Le thème du rêve est au centre du film…
Dans ce film-là, nous avons accordé beaucoup d'importance au rêve, à la fiction qu'on met dans sa propre vie.

Quand la mer monte présente des points communs avec d'autres films, notamment Lost in translation…
Oui, dans Lost in translation il y a une histoire de moquette qui revient, alors que chez nous, c'est une histoire de carrelage, le personnage est un peu plus âgé, il est comédien, comme moi dans le film. Il y a des similitudes, encore que le film est traité complètement différemment. De toute façon, personne n'a inventé le monde. J'aime bien l'idée qu'on fait des choses qu'on a vécues, aimées, écoutées. Il y aussi Karnaval, une histoire d'amour qui passe comme ça, et encore Tandem, de Leconte, pour la solitude de l'acteur. Il y a des gens qui parlent de La Strada, de Fellini. On a forcément des références, c'est pas grave.

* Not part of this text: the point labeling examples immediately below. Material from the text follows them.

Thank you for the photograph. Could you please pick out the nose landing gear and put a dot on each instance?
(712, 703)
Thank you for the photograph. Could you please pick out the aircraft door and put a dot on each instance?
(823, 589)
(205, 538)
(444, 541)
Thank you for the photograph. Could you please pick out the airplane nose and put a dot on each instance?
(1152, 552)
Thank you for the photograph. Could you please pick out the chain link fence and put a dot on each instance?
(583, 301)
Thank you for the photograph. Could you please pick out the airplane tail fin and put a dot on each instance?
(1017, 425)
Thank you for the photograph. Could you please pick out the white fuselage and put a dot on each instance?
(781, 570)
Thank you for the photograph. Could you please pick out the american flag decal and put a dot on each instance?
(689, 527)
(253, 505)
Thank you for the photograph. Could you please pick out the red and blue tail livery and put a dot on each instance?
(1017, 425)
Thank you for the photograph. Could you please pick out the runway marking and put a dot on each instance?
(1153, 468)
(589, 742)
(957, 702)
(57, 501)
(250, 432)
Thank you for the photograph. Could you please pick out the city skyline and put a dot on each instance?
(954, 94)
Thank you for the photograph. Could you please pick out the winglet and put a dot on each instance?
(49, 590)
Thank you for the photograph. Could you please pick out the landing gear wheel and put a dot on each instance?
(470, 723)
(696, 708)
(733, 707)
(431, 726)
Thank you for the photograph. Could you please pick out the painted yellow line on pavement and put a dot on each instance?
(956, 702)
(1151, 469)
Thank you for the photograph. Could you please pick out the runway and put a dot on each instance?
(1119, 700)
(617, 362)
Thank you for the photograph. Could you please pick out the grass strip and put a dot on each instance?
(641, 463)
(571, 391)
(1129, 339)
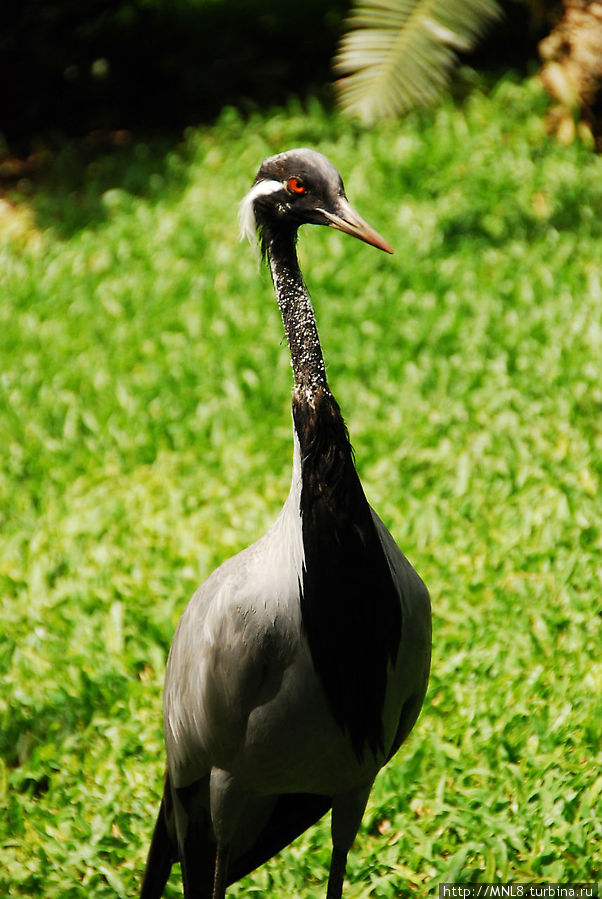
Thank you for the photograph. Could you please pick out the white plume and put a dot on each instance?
(246, 212)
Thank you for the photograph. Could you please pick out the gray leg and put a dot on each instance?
(220, 880)
(347, 813)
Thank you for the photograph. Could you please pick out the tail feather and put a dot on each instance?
(161, 854)
(293, 813)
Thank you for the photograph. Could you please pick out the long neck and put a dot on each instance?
(297, 315)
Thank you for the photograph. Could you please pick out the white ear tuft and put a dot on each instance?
(246, 212)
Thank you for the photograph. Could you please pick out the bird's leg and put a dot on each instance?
(220, 878)
(338, 866)
(227, 800)
(347, 812)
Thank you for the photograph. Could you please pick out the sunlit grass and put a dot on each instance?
(145, 437)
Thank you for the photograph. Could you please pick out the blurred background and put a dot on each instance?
(69, 68)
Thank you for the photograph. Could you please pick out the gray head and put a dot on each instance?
(301, 187)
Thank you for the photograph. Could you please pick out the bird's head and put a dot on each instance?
(301, 187)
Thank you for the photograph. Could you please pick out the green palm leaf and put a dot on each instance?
(398, 54)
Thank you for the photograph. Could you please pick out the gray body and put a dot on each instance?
(300, 665)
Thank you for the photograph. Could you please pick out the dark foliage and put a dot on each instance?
(72, 67)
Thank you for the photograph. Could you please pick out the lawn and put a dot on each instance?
(145, 437)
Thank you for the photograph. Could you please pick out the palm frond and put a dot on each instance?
(398, 54)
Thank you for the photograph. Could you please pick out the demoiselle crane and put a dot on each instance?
(300, 666)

Qu'aimez vous le plus dans votre film, et qu'est-ce qu'éventuellement vous changeriez ?
Une fois que le film est fini… Peut-être la scène de la fin, j'aurais voulu trouver un lieu où les buildings enserrent complètement le géant, le rêve qu'on porte sur ses épaules. Là, on a la gare de Lille qui incarne la modernité, comme si le rêve des humains était plus petit que la société, étouffé par elle. Les scènes oniriques me plaisent énormément.

Vous jouez une séductrice, une amoureuse, c'est plutôt rare dans votre carrière…
C'est assez agréable, surtout à mon âge ! Ce ne sont pas des rôles qu'on me propose facilement, encore que Dominique Cabrera m'a donné un rôle du même genre dans Folle embellie. Ici, c'est l'histoire d'une femme qui tombe amoureuse comme une jeune fille. C'est un petit rappel, une petite incursion de quelque chose qu'elle sait qu'elle ne va plus trop connaître. D'ailleurs, au montage, j'avais peur que l'histoire ne soit pas crédible physiquement. Et en fait elle est très crédible, parce que Wim Willaert est très généreux, mais imaginez qu'on n'ai pas cru à cette histoire !

Vous auriez pu tourner ailleurs que dans le Nord ?
Il n'y a guère eu d'hésitations. C'était une évidence d'aller tourner là-bas, j'avais besoin de me sentir chez moi, d'avoir une familiarité avec un univers. Guédiguian a cette particularité-là, d'aller tourner chez lui. On fait des films pour être proche des gens. On avait envie de montrer un éventail de lieux que j'avais découverts pendant ma tournée, et d'autres découverts lors du repérage. Il y avait une volonté de trouver des décors naturels bourrés de symboles.

Et la suite ?
Pour le moment, c'est la dernière ligne droite, on accompagne le film jusqu'au bout. J'ai envie de me vider la tête avant de la remplir à nouveau. Je ne sais pas du tout ce que je vais faire après. Je fais une apparition dans le prochain film d'Albert Dupontel.